Our story focuses on the true account of private insurance attorney James Donovan (Hanks) who is given the assignment to represent a recently captured Russian spy by the name of Rudolf Abel (an excellent Mark Rylance). The United States government does not want to be involved in the trial, so the representation is pawned off on a private interest with a private attorney in the district court. As Hanks gets involved, he believes that everyone, no matter who, is entitled to their own defense and 5th Amendment due process rights. He gets more committed to the case, even trying to spare his life, which leads to a horrible public image for him and his family.
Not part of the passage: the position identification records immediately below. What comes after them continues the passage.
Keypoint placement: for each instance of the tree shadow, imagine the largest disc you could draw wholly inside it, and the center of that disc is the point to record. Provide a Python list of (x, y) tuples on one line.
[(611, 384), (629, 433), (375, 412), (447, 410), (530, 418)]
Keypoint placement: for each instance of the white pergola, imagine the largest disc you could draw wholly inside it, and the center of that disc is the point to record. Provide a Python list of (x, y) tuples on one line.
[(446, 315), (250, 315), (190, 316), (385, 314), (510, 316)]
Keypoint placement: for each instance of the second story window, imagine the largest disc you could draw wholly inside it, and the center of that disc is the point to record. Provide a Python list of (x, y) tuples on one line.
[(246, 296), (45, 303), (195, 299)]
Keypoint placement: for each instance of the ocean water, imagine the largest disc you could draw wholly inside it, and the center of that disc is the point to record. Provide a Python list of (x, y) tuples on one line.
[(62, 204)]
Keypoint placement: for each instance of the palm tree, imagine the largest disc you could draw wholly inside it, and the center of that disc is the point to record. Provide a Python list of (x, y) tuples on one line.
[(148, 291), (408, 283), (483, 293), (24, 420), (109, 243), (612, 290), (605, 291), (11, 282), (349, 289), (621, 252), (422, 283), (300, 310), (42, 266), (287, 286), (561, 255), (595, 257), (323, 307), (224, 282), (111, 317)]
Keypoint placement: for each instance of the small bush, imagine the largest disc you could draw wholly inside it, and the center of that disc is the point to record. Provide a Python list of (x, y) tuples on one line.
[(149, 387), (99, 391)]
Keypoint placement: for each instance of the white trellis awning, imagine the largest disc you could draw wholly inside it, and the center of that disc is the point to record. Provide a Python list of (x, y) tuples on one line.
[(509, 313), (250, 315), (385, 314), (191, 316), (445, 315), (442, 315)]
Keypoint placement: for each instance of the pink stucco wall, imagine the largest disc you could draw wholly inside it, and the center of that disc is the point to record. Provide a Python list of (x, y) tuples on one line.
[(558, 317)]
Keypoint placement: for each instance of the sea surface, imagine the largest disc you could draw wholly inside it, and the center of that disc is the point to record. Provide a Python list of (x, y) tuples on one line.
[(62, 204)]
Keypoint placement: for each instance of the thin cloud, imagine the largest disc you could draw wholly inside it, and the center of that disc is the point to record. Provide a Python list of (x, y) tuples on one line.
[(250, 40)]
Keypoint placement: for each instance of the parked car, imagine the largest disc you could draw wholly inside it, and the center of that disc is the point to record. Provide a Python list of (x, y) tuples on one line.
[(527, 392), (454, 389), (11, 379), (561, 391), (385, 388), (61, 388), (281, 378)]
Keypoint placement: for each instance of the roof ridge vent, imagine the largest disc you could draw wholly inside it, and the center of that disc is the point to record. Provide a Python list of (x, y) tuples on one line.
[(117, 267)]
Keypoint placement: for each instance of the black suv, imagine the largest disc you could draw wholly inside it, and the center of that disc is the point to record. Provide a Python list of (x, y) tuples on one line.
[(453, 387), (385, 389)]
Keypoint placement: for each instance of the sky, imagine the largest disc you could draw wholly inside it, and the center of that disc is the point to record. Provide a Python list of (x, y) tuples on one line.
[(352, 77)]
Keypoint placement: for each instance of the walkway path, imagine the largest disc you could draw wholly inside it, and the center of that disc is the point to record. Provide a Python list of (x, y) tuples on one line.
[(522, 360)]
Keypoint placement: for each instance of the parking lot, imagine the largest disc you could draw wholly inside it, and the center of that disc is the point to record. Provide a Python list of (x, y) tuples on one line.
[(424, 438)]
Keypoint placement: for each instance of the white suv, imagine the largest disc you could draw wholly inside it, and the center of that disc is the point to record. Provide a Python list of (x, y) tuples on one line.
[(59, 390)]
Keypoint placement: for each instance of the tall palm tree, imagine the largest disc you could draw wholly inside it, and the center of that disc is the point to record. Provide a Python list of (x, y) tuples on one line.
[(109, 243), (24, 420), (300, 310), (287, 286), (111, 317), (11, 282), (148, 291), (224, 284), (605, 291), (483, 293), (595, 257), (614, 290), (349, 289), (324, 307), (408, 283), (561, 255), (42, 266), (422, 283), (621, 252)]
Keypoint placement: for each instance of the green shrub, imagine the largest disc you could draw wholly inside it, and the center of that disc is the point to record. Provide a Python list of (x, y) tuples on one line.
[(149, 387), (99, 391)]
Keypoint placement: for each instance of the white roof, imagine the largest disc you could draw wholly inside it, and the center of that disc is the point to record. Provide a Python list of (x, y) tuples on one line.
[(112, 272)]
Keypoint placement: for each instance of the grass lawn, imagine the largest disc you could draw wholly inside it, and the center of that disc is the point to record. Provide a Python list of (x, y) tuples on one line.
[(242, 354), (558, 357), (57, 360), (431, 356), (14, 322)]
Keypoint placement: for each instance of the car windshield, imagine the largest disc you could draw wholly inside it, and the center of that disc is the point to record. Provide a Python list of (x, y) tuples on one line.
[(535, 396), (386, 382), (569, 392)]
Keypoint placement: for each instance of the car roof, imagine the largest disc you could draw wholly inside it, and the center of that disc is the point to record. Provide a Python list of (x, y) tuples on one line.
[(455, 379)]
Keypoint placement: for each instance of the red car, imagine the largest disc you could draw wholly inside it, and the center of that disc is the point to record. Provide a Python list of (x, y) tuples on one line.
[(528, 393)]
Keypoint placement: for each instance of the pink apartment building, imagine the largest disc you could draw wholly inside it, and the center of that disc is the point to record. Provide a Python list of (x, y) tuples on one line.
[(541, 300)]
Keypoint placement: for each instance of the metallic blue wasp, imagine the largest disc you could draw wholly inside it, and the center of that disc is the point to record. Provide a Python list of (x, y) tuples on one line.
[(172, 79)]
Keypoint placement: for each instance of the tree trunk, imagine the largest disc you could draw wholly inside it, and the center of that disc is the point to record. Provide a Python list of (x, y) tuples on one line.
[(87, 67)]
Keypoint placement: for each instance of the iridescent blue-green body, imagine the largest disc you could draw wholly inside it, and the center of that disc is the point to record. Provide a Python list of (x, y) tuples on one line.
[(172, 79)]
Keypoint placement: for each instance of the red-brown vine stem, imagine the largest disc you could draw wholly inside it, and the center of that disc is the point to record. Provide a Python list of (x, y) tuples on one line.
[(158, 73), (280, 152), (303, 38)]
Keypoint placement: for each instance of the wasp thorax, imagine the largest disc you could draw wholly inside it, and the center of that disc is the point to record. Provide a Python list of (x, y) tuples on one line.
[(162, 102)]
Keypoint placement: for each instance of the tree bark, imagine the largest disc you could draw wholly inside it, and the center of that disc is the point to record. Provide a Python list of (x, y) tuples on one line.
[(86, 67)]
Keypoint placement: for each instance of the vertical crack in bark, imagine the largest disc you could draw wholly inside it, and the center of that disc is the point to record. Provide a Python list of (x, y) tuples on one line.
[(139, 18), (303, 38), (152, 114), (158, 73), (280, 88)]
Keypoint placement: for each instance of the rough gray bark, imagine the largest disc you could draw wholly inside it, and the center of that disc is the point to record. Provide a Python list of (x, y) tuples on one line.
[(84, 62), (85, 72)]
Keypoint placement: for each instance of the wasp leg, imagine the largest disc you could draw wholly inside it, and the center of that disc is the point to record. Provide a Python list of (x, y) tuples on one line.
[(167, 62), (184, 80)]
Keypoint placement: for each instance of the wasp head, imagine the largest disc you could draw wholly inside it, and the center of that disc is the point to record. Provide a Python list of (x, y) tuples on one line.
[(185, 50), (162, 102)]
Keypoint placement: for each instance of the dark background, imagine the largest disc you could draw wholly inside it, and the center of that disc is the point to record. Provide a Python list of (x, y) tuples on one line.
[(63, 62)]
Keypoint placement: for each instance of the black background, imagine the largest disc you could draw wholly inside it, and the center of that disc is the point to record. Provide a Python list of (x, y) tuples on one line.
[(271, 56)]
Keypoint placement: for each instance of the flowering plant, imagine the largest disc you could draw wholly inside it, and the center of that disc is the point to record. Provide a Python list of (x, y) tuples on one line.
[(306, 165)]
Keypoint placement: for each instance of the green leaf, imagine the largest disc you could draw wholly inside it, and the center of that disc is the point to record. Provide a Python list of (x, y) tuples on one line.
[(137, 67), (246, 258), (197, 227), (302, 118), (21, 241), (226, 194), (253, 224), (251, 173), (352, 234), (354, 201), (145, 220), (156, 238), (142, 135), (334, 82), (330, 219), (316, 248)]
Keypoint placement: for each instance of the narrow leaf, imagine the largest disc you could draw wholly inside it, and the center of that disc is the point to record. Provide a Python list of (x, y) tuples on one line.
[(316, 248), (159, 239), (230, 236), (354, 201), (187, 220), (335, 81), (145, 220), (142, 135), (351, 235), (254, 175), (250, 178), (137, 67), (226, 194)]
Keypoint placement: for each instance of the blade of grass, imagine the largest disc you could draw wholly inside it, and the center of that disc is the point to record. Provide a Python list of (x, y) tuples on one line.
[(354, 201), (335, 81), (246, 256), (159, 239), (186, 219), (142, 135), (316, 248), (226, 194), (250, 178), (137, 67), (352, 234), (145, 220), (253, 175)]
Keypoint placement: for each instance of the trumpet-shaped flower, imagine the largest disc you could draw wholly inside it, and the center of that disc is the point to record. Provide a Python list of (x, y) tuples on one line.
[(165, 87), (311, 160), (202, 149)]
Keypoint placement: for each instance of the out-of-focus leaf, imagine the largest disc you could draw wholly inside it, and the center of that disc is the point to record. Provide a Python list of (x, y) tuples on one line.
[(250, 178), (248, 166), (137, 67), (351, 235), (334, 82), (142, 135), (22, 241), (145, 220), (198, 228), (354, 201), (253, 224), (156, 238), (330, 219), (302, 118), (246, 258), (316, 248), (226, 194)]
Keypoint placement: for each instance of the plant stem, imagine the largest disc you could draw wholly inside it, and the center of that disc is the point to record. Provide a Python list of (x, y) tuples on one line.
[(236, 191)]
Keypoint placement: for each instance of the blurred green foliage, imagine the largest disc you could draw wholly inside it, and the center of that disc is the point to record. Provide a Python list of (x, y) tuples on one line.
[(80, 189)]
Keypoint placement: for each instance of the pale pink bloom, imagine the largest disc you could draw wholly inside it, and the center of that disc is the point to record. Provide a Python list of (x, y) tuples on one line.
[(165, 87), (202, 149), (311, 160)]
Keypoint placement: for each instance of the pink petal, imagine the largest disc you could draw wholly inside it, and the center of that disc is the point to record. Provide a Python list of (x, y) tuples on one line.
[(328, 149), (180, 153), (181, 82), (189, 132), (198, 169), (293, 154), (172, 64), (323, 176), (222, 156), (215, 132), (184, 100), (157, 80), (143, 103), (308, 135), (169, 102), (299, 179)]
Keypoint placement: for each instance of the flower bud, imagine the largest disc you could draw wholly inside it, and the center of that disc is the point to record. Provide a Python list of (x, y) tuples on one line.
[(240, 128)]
When an American pilot Francis Powers (Austin Stowell) is captured in a plane crash, the idea comes up that Donovan could negotiate a swap with the Soviets to get Powers for Abel, but when an American student in East Germany gets captured by the struggling nation-to-be, Donovan tries to get both of them together to get a 2 for 1 exchange during a very cold trip to Berlin.
The most beautiful thing about this movie is the way Spielberg commands the pace and the transitions in between story-lines. Janusz Kaminski is a long-term cinematographer for Spielberg is clearly on the same page as the great director, the shots, the lighting, and the panning shots of a wrecked Berlin are beautifully done. A lot of this story is shown through small close-ups and intimate shots of reactions for its characters. From a technical stand-point, this is made extremely well, but from a personal stand-point, with character development, the film often falls a bit flat.
Tropes that worked for Spielberg in the 90s do not register the same way for him in a more modern, cynical time with a matured viewing audience. Hanks is plenty likable, but he’s just not urgent enough or developed enough to feel for him outside of just who the actor is. Family stress, including one scene where the house is shot at, is overlooked disappointingly, where more urgency and suspense could have been written into the script. Hanks spends a night in jail and watches several people get killed in a shooting and almost gets mugged, to which the best he can come up with is ‘oh, gosh.’ This uplifting drama works and it’s nice to see Spielberg so firmly into his comfort zone, but I would’ve liked more in this script to give this a bit more potency or vigor. As far as how it actually works together as a cohesive film, it works really well.
The setting is really nicely done, and Mark Rylance is wonderful in a supporting performance as well. This is a really good film, but it lacks the something extra that made some of Spielberg’s other films great, so this comes off as middle ground for a great director, but a stand-out if expectations weren’t so high.